The `alias` method is used to rename columns in expressions. It helps when you want to create a new column name after applying an expression.

In [31]:
# Create a new column 'double_age' and rename it using 'alias'
df = df.with_columns((pl.col('age') * 2).alias('double_age'))
print(df)

shape: (3, 5)
┌─────────┬─────┬─────────────┬────────────┬───────────┐
│ name    ┆ age ┆ city        ┆ double_age ┆ age_group │
│ ---     ┆ --- ┆ ---         ┆ ---        ┆ ---       │
│ str     ┆ i64 ┆ str         ┆ i64        ┆ i64       │
╞═════════╪═════╪═════════════╪════════════╪═══════════╡
│ Alice   ┆ 25  ┆ New York    ┆ 50         ┆ 20        │
│ Bob     ┆ 30  ┆ Los Angeles ┆ 60         ┆ 30        │
│ Charlie ┆ 35  ┆ Chicago     ┆ 70         ┆ 30        │
└─────────┴─────┴─────────────┴────────────┴───────────┘


### 3. Operations with LazyFrames (Lazy Execution)
Lazy execution allows you to build a sequence of transformations that will only be executed when you explicitly ask for the result (e.g., `with collect()`).

**Why LazyFrames?**

LazyFrames are useful for performance optimization, especially with large datasets. The operations are not executed immediately, but are optimized and then run together.

**Creating a LazyFrame**

You can create a **LazyFrame** from a `DataFrame` by calling `.lazy()`.

In [33]:
# Convert the DataFrame into a LazyFrame
lazy_df = df.lazy()

# Perform multiple transformations on the LazyFrame
result = lazy_df.filter(pl.col('age') > 30).select(['name', 'double_age'])

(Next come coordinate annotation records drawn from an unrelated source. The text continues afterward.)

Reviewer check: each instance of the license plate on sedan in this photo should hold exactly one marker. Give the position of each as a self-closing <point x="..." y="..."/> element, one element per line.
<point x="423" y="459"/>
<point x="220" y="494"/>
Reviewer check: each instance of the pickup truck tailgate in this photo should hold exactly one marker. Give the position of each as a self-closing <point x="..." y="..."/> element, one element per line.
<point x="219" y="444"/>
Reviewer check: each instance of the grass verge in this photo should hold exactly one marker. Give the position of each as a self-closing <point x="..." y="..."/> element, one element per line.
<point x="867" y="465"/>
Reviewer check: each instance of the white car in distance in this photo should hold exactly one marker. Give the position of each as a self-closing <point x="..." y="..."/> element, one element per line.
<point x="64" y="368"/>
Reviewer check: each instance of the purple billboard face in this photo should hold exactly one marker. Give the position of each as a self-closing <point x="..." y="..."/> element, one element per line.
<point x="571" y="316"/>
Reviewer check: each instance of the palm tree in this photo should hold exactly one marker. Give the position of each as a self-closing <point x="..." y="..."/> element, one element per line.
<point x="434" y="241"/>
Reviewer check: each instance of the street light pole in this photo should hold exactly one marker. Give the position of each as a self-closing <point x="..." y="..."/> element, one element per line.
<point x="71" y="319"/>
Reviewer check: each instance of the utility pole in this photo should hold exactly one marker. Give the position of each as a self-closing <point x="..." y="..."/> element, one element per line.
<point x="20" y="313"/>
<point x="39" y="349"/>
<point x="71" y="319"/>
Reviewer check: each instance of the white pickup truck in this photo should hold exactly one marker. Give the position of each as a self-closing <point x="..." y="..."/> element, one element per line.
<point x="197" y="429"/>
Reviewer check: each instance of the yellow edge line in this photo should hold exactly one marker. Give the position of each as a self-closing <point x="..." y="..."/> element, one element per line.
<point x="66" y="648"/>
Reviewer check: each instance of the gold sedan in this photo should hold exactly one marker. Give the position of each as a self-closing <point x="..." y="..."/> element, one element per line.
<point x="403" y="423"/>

# Trigger execution by collecting the results
final_result = result.collect()
print(final_result)

shape: (1, 2)
┌─────────┬────────────┐
│ name    ┆ double_age │
│ ---     ┆ ---        │
│ str     ┆ i64        │
╞═════════╪════════════╡
│ Charlie ┆ 70         │
└─────────┴────────────┘


**Explanation:**

- A `LazyFrame` is created by calling `.lazy()` on a `DataFrame`. Then we apply transformations (filter and select) to it.
- The actual execution occurs only when `collect()` is called. This allows Polars to optimize the execution plan, improving performance.